We have already had a look at how platelet rich plasma (PRP) works (if you haven’t had a chance to read this yet, you can find it here), but now we are going to dive more deeply into the scientific evidence behind this treatment.
Randomised controlled trials (RCTs) are the gold standard study for determining if one treatment offers superior benefits over another. In these trials, patients are randomly assigned to either receive the treatment of interest or an alternative treatment, usually the standard of care or a placebo. Moreover, the patients are ‘blind’ to what treatment they are receiving. Here, we are going to look at two RCTs that investigated the use of PRP to treat knee osteoarthritis and chronic tennis elbow.
Knee osteoarthritis
A study by Bansal et al. (2021) investigated the optimal dose and concentration of therapeutic PRP required to achieve the desired physiologic efficacy. One hundred and fifty patients were enrolled in this trial, with then being randomised to either receive PRP or hyaluronic acid for their knee osteoarthritis.The results revealed a significant improvement in the Western Ontario and McMaster Universities Osteoarthritis Index (WOMAC), International Knee Documentation Committee (IKDC) score*, and six-minute pain free walking distance. Besides external improvements, this trial also noted a significant decline in IL-6 and TNF-a levels in the PRP group when compared to the hyaluronic acid group at six months, both of which assist in mediating an inflammatory state (Bansal et al., 2021). If you would like to read more about the role of these cytokines in osteoarthritis, we have an additional blog post discussing just that.
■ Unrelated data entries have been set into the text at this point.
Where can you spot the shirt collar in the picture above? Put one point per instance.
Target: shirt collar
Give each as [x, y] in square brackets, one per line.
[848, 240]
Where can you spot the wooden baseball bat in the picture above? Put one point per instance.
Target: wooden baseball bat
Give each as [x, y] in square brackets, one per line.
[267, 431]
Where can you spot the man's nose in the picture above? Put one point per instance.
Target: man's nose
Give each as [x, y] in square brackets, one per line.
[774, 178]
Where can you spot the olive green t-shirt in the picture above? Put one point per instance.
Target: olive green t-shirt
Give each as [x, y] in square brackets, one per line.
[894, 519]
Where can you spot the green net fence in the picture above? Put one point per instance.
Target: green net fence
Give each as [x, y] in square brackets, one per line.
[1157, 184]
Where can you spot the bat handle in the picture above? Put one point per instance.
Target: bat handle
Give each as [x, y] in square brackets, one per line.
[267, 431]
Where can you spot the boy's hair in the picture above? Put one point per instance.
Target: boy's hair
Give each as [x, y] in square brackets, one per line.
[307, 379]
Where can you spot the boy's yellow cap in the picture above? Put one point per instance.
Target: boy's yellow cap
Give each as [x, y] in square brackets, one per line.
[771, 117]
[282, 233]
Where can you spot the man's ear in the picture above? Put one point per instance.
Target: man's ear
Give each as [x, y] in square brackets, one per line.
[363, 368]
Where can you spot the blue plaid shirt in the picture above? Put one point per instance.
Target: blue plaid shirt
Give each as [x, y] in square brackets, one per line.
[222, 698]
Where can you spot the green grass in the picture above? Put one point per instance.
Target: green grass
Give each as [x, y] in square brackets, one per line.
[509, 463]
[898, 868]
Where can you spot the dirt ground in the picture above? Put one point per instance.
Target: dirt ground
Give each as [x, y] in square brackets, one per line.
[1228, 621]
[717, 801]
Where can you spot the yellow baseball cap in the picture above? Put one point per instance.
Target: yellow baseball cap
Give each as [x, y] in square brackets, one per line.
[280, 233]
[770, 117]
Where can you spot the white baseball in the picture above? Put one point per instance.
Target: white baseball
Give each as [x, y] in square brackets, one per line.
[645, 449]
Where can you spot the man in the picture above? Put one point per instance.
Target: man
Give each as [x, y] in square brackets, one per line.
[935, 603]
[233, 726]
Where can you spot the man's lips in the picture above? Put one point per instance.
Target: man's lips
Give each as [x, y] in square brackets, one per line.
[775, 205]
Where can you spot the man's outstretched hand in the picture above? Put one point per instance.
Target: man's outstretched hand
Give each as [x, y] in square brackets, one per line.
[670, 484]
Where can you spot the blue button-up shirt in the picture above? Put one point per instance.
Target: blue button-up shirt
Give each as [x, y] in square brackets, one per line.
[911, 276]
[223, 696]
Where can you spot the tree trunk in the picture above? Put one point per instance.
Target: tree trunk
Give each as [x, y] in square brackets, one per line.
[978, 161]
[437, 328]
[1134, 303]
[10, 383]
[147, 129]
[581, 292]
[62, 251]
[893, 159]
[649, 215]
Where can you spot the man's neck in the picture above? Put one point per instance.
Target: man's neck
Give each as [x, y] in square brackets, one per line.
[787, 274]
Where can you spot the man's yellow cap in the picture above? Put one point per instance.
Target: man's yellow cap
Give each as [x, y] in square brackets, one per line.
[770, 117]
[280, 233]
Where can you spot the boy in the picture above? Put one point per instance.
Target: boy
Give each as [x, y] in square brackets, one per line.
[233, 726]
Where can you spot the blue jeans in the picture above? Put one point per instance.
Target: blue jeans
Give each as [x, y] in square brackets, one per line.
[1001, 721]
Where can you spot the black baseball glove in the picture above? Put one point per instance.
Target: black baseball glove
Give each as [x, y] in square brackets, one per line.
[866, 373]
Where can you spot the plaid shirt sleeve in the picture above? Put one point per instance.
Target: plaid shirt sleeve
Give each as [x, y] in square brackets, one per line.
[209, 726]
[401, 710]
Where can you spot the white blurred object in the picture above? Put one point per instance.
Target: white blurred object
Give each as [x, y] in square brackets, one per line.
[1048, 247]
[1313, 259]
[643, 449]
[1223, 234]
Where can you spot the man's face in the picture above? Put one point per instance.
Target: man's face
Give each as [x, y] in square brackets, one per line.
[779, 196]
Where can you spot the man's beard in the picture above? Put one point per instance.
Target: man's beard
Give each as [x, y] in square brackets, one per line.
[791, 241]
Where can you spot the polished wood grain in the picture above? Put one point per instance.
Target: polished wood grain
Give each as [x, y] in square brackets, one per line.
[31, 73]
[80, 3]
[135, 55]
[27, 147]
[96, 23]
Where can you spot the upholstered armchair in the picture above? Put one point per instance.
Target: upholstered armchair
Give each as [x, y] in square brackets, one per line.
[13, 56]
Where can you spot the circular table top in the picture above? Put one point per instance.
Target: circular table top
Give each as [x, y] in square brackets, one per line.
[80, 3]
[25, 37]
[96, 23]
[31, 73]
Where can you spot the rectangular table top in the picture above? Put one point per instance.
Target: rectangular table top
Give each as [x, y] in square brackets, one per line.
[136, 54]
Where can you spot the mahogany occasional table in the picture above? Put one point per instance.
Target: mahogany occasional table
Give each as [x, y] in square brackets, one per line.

Collectively, this trial, along with several others, demonstrate the efficacy of PRP, specifically with an absolute count of ten billion platelets, in achieving a long sustained chondroprotective effective in arthritis.
*The WOMAC represents an osteoarthritis index and measures a patients’ physical function, pain, and stiffness over a 48 hour period. The IKDC, on the other hand, gives an indication of a patients’ condition, containing questions on knee symptoms, overall function, and sports activities. The scoring system ranges from zero to one hundred, with zero representing the lowest level of function and the highest level of symptoms.